Aveiro, 22 de Setembro de 2001.

A medida da riqueza e da competitividade, integra uma nova contabilidade mundial, multidimensional, integrando outros aspectos aos económicos, como a qualidade de vida e meio ambiente. Esta "nova contabilidade" tem em Aveiro oportunidade de vir a ser exemplar, com o cumprimento do "desenvolvimento sustentável".

Se os cidadãos aveirenses estão hoje a olhar uma cidade diferente, esta nova realidade também tem de ser vista nos restantes 364 dias. A campanha “Dia Europeu Sem Carros” não pode passar apenas como episódio mediático e do imaginário, e tudo ficar praticamente igual de um ano para o ano seguinte. Os modelos testados de ambiente e mobilidade urbana têm de ser “sustentáveis” para além das 24 horas.

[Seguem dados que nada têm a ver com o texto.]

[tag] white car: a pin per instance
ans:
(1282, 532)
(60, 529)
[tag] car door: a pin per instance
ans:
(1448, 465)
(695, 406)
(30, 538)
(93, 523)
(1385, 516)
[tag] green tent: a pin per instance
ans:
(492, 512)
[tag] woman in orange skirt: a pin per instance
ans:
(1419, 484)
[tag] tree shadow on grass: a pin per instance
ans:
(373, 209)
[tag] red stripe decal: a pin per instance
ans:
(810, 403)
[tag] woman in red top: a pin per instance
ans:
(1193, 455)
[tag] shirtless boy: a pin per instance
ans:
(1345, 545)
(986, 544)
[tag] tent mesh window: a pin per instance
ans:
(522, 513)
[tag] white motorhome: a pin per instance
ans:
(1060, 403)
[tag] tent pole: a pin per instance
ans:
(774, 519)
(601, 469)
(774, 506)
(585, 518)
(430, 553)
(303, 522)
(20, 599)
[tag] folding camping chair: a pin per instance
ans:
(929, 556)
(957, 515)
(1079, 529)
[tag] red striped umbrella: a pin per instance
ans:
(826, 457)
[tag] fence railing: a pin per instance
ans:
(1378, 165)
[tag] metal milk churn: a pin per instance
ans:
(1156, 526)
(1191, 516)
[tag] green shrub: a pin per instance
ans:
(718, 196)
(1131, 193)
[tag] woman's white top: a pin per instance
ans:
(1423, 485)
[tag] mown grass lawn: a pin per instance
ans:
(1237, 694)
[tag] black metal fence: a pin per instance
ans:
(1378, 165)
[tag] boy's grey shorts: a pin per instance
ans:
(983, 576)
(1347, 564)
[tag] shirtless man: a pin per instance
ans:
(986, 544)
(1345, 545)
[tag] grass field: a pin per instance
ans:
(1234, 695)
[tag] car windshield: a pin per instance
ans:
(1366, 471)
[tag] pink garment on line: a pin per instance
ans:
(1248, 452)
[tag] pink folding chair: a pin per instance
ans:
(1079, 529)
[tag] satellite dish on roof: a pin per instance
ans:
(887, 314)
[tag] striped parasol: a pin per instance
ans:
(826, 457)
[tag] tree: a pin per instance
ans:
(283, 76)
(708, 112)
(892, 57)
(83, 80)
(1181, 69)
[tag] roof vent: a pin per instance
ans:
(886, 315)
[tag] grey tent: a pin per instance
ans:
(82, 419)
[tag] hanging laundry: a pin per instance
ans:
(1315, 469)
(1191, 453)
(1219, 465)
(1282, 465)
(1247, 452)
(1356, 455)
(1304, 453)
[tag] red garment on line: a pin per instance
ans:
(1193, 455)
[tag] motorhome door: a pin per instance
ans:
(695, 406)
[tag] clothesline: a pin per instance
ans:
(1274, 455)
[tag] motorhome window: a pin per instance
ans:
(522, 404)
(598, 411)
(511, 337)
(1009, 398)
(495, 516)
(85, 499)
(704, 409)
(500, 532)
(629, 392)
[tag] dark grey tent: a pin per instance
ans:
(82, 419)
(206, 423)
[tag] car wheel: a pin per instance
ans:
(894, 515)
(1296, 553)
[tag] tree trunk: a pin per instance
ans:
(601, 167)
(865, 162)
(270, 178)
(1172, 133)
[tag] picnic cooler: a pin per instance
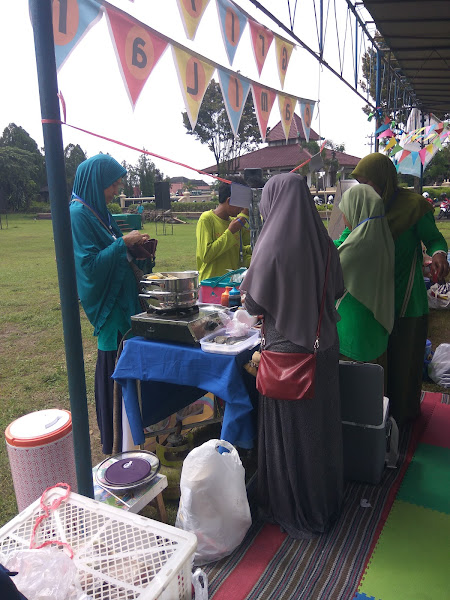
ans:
(364, 413)
(211, 289)
(118, 555)
(40, 452)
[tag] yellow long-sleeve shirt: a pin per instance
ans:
(217, 247)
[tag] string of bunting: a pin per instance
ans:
(138, 49)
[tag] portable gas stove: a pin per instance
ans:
(187, 326)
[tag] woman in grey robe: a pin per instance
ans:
(300, 475)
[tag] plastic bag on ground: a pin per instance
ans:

Veja-se o exemplo das bicicletas. Uma política real de bicicletas não deveria começar pelo telhado e resumir-se às BUGAS, provavelmente a última etapa. Antes, havia que promover-se a utilização crescente da bicicleta como veículo utilitário e opção de mobilidade urbana, para além da sua função de lazer ou de turismo, nomeadamente, entre outras medidas:

-          Criar “Escolas de Ciclismo” junto das Escolas Básicas e Secundárias, dando a formação adequada aos mais novos.

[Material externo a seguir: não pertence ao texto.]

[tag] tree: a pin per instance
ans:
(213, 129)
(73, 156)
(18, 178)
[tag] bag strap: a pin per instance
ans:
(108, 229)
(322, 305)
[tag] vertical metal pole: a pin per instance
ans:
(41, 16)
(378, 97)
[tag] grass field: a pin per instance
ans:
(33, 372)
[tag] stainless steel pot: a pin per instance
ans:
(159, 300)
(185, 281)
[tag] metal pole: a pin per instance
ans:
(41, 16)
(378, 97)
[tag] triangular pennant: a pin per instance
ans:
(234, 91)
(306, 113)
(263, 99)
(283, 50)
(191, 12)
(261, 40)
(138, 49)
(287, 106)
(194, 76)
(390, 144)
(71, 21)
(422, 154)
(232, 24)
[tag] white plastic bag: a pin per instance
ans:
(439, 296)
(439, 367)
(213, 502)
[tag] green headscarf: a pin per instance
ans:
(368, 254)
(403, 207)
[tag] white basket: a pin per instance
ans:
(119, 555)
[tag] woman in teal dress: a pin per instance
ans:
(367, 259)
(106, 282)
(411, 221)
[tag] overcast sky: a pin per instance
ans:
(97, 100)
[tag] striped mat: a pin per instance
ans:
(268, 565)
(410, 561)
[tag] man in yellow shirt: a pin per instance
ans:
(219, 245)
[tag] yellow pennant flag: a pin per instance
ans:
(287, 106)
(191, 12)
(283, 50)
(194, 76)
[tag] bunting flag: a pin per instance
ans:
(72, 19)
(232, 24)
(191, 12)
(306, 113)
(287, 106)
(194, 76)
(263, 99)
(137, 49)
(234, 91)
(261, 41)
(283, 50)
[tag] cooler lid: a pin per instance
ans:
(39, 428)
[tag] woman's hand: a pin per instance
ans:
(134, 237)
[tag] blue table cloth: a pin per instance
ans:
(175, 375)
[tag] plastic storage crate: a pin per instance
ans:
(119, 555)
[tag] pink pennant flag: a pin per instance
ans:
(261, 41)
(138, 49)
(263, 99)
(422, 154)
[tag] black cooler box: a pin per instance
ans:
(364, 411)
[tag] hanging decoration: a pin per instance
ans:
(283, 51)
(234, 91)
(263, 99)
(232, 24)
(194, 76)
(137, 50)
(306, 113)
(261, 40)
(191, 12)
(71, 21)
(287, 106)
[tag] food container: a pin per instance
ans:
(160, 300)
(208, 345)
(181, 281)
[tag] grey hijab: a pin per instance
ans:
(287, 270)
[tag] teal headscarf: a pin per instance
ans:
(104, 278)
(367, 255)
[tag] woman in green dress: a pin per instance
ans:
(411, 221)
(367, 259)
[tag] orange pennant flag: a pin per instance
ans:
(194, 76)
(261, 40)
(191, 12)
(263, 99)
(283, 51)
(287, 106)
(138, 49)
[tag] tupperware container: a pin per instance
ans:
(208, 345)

-          Sensibilizar a população em geral para o uso da bicicleta (mas a de cada um).

-          Criar pistas de segurança para o ciclista “coerentes” e em maior número.

-          Criar infra-estruturas de facilitação do uso da bicicleta, como estacionamentos, sinalização adequada ou por exemplo sensibilização dos projectos de obras particulares a prever arrumos para bicicletas ao nível do R/C.

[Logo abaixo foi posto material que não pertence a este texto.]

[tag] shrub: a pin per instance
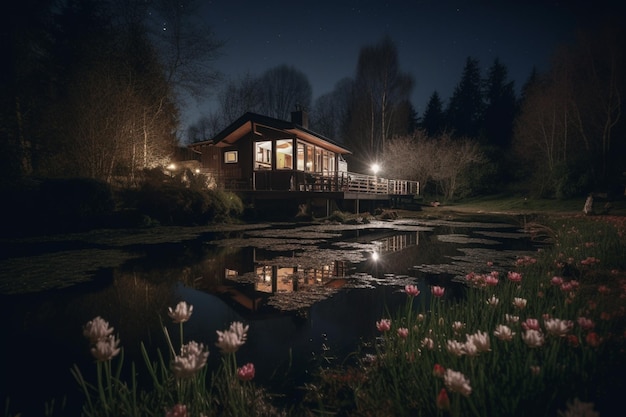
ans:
(58, 205)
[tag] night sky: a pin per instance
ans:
(434, 38)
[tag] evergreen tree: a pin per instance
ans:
(465, 109)
(500, 107)
(434, 120)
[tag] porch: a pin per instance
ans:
(347, 183)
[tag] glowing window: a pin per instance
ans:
(231, 157)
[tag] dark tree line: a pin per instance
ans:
(93, 89)
(88, 91)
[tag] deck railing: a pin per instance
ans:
(362, 184)
(349, 182)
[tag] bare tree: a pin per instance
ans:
(186, 44)
(238, 97)
(440, 161)
(331, 110)
(380, 91)
(571, 117)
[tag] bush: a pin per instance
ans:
(58, 205)
(173, 204)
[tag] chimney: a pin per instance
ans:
(300, 117)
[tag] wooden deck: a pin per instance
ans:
(346, 184)
(274, 190)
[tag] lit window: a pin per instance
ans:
(284, 154)
(231, 157)
(263, 155)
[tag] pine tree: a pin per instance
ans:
(465, 109)
(434, 121)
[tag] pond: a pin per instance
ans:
(311, 293)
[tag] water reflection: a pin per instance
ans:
(321, 288)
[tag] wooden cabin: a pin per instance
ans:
(267, 159)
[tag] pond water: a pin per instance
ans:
(310, 293)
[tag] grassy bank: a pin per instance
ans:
(545, 338)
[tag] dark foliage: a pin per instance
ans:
(57, 206)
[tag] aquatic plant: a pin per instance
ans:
(544, 338)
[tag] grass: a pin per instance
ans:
(565, 312)
(548, 340)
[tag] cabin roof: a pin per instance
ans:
(250, 122)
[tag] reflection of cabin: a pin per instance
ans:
(267, 159)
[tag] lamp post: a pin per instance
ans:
(375, 169)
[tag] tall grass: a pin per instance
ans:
(561, 352)
(545, 339)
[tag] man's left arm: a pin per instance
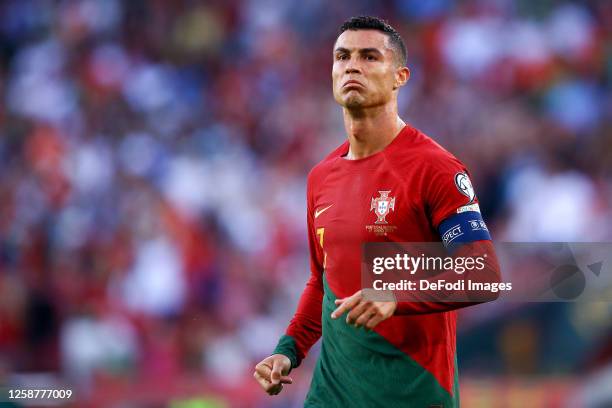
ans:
(455, 213)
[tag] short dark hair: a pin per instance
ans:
(375, 23)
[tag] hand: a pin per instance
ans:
(364, 312)
(271, 373)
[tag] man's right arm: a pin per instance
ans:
(305, 327)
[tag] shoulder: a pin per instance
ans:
(321, 169)
(418, 149)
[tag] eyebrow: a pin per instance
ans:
(361, 50)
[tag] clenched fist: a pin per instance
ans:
(271, 373)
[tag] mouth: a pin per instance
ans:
(351, 83)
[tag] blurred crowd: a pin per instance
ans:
(153, 158)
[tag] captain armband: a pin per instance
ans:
(461, 228)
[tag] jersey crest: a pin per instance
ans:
(382, 205)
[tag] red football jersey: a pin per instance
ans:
(400, 194)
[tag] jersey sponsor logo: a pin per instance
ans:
(382, 205)
(321, 210)
(471, 207)
(464, 185)
(478, 225)
(450, 235)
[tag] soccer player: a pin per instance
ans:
(388, 182)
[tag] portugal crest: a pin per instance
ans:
(382, 205)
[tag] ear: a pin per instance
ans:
(402, 75)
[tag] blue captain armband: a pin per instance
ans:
(461, 228)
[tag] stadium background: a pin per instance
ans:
(153, 157)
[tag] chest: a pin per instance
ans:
(353, 207)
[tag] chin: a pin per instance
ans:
(353, 102)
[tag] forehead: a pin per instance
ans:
(356, 39)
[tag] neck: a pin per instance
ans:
(371, 130)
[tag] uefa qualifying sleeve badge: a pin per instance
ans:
(464, 185)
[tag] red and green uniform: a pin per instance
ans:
(409, 360)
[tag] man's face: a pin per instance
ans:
(365, 72)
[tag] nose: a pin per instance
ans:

Por isso, atitudes que não de fachada, devem determinar no futuro, a concretização efectiva de Planos Municipais de Ambiente e de Mobilidade Urbana, de Acessibilidades e Transportes Públicos. Nestes, deverão incluir-se meios de transporte não poluentes, a extensão dos percursos pedonais (sem buracos provocadores de acidentes pessoais e sem carros!) e de bicicletas, os corredores verdes, os estacionamentos realmente periféricos com transportes públicos de qualidade, como mini-autocarros, táxis de Ria ou até o inadiável futuro Metro de Superfície. Sem “esquecer” de projectar todo este sistema de mobilidade com uma visão global e integrada de toda a Região da “Grande Aveiro”, em parcerias com os municípios vizinhos e não apenas na perspectiva de um só Concelho.